For one thing, there could be public relations advantages in being open about failure. No, really! The emphasis these days is on communication and transparency and accountability, and it's not easy to establish your credibility in these areas if you talk about nothing but your successes. And from a public relations point of view, if things are going to come out, it's much better that the story comes from you, rather than from someone with an axe to grind. Being open about your mistakes also gives you more opportunities to learn from them - hiding something this time may make the same situation harder to avoid next time, because you haven't really learned anything. I want to urge each one of you to put a stop to this practice of hiding and ignoring from today onwards. Encourage your grantees to let you know as soon as things seem to be straying from the plan.
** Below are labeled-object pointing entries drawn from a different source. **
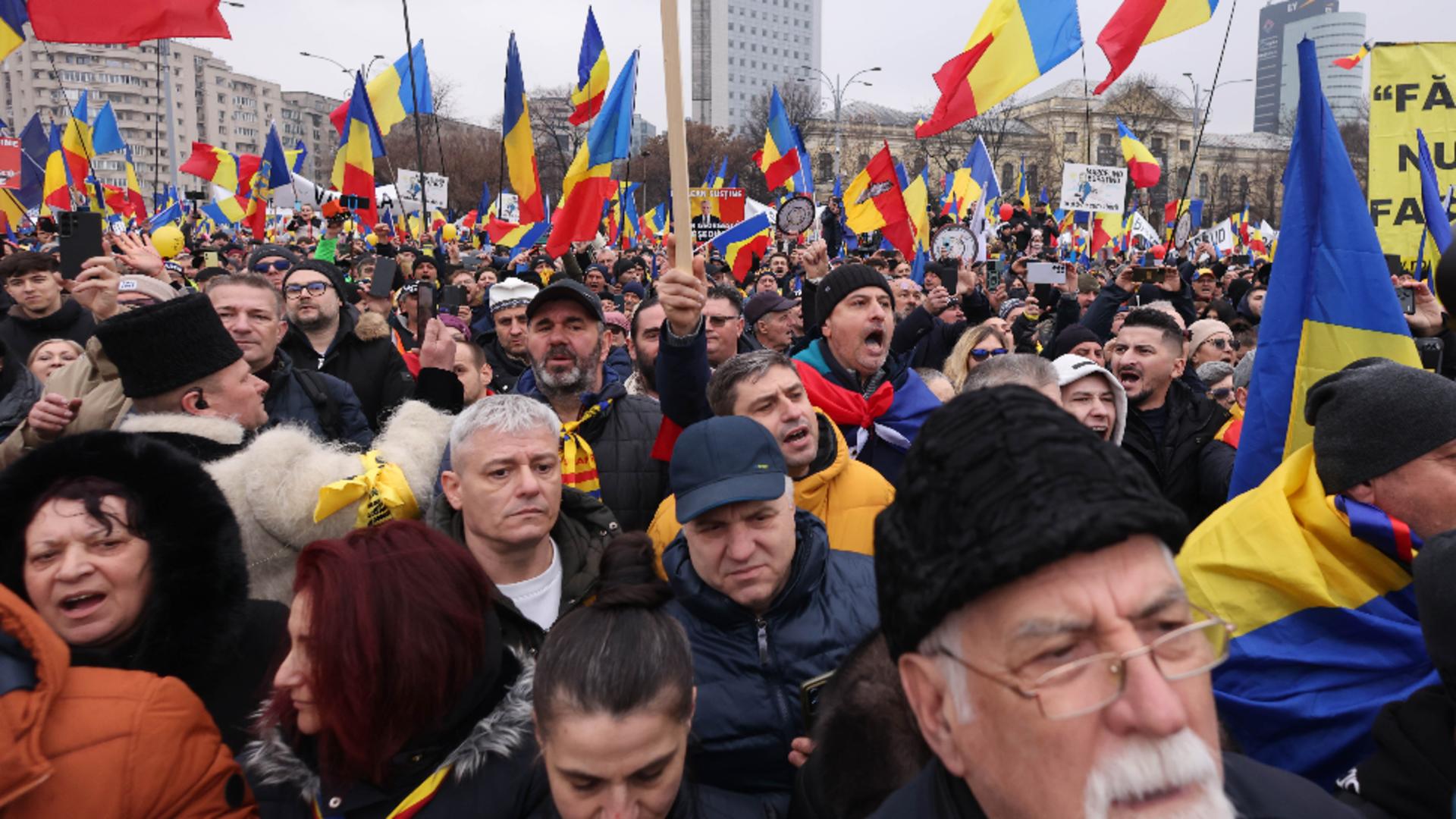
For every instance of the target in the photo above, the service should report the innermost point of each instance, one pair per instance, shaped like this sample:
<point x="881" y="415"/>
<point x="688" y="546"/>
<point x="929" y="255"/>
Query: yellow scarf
<point x="382" y="490"/>
<point x="579" y="464"/>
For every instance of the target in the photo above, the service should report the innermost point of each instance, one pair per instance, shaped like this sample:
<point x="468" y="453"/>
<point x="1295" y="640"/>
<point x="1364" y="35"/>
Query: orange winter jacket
<point x="104" y="744"/>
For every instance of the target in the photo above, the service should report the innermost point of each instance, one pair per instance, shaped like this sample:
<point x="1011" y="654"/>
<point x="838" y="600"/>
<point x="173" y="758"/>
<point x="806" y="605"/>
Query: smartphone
<point x="993" y="271"/>
<point x="79" y="237"/>
<point x="1046" y="273"/>
<point x="810" y="691"/>
<point x="1407" y="297"/>
<point x="383" y="280"/>
<point x="1147" y="275"/>
<point x="425" y="309"/>
<point x="452" y="297"/>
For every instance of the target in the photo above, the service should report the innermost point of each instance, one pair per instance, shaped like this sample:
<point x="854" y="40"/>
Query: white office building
<point x="742" y="49"/>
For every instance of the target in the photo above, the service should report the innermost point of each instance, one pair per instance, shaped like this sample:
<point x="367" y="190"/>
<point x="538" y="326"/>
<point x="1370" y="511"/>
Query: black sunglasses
<point x="313" y="287"/>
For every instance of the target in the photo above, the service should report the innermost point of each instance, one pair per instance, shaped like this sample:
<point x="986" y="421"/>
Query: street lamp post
<point x="837" y="89"/>
<point x="1197" y="107"/>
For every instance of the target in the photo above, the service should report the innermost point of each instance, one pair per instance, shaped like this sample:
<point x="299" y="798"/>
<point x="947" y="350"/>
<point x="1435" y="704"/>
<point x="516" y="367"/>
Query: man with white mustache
<point x="1055" y="670"/>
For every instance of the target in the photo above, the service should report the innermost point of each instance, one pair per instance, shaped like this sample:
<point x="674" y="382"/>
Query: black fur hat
<point x="168" y="346"/>
<point x="196" y="610"/>
<point x="998" y="484"/>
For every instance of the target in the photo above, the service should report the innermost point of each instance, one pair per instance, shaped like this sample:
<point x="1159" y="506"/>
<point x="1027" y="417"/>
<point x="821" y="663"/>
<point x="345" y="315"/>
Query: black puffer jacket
<point x="622" y="438"/>
<point x="1188" y="465"/>
<point x="363" y="357"/>
<point x="1413" y="771"/>
<point x="748" y="668"/>
<point x="199" y="623"/>
<point x="289" y="403"/>
<point x="1256" y="790"/>
<point x="22" y="334"/>
<point x="504" y="369"/>
<point x="582" y="531"/>
<point x="487" y="741"/>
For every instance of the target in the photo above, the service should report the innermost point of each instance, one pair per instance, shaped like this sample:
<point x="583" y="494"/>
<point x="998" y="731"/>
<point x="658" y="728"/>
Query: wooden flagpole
<point x="677" y="136"/>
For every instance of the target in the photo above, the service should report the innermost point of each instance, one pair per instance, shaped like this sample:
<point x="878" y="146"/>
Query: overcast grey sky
<point x="909" y="38"/>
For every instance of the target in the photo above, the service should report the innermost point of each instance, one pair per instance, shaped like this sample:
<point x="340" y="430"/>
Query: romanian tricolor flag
<point x="1139" y="22"/>
<point x="1354" y="58"/>
<point x="1329" y="297"/>
<point x="395" y="93"/>
<point x="1142" y="167"/>
<point x="14" y="15"/>
<point x="593" y="74"/>
<point x="1106" y="226"/>
<point x="780" y="158"/>
<point x="213" y="164"/>
<point x="57" y="177"/>
<point x="1326" y="623"/>
<point x="520" y="148"/>
<point x="359" y="146"/>
<point x="742" y="242"/>
<point x="588" y="181"/>
<point x="874" y="202"/>
<point x="1015" y="42"/>
<point x="657" y="222"/>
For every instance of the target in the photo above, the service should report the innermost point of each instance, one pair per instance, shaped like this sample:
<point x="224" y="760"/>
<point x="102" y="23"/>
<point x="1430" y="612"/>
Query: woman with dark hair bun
<point x="615" y="701"/>
<point x="398" y="695"/>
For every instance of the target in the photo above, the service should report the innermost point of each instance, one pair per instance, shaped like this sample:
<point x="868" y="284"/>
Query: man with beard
<point x="253" y="311"/>
<point x="1169" y="428"/>
<point x="506" y="346"/>
<point x="1055" y="670"/>
<point x="353" y="347"/>
<point x="836" y="488"/>
<point x="607" y="436"/>
<point x="642" y="344"/>
<point x="877" y="401"/>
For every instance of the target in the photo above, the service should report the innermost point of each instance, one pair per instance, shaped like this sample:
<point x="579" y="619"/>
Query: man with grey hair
<point x="1055" y="670"/>
<point x="503" y="499"/>
<point x="1019" y="368"/>
<point x="606" y="435"/>
<point x="766" y="605"/>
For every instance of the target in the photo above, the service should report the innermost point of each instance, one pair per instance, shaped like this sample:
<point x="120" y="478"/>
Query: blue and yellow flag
<point x="1329" y="299"/>
<point x="1326" y="623"/>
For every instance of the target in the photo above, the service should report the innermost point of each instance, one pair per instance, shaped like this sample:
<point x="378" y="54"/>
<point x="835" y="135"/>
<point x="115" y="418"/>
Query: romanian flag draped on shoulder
<point x="1015" y="42"/>
<point x="1142" y="167"/>
<point x="593" y="74"/>
<point x="780" y="156"/>
<point x="742" y="242"/>
<point x="395" y="93"/>
<point x="874" y="202"/>
<point x="1139" y="22"/>
<point x="360" y="143"/>
<point x="1326" y="620"/>
<point x="520" y="148"/>
<point x="588" y="183"/>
Work with them to see if there's a way to get the project back on track, working at the problems together - after all, you've seen this sort of thing before, and they may not have. See if there's scope for modifying the project objectives to take account of new realities. Let your grantees know you can tolerate bends in the road, and that you don't see this as failure - not, unless, you and they learn nothing from it in the process.

If you're not making mistakes you're really not trying. You ought to be pushing limits, and taking risks. If you only take on tasks you know you can handle, you're holding yourself back. Above all, don't be scared to share your experiences with others - the good, the bad and the ugly.

Well, here's the one you've all been waiting for - lust. The first thing you think of when we say "Lust" likely isn't "Grantmaking!" (we hope). So let's redefine 'lust' as 'passion', and having moved it out of the X-rated zone, the connection between the two is much clearer. If you're not passionate about your job - well, not every winter morning, but most of the time - you should start checking out the ads online.

And that goes for evaluation too. It's not something you should see as a chore, or a drag, something to get over and done with as quickly and easily as possible. You should be inspired by it. Enlivened by it. Grantmakers are given a marvellous opportunity, a chance to get paid for spending someone else's money on making the world better. What's not to like?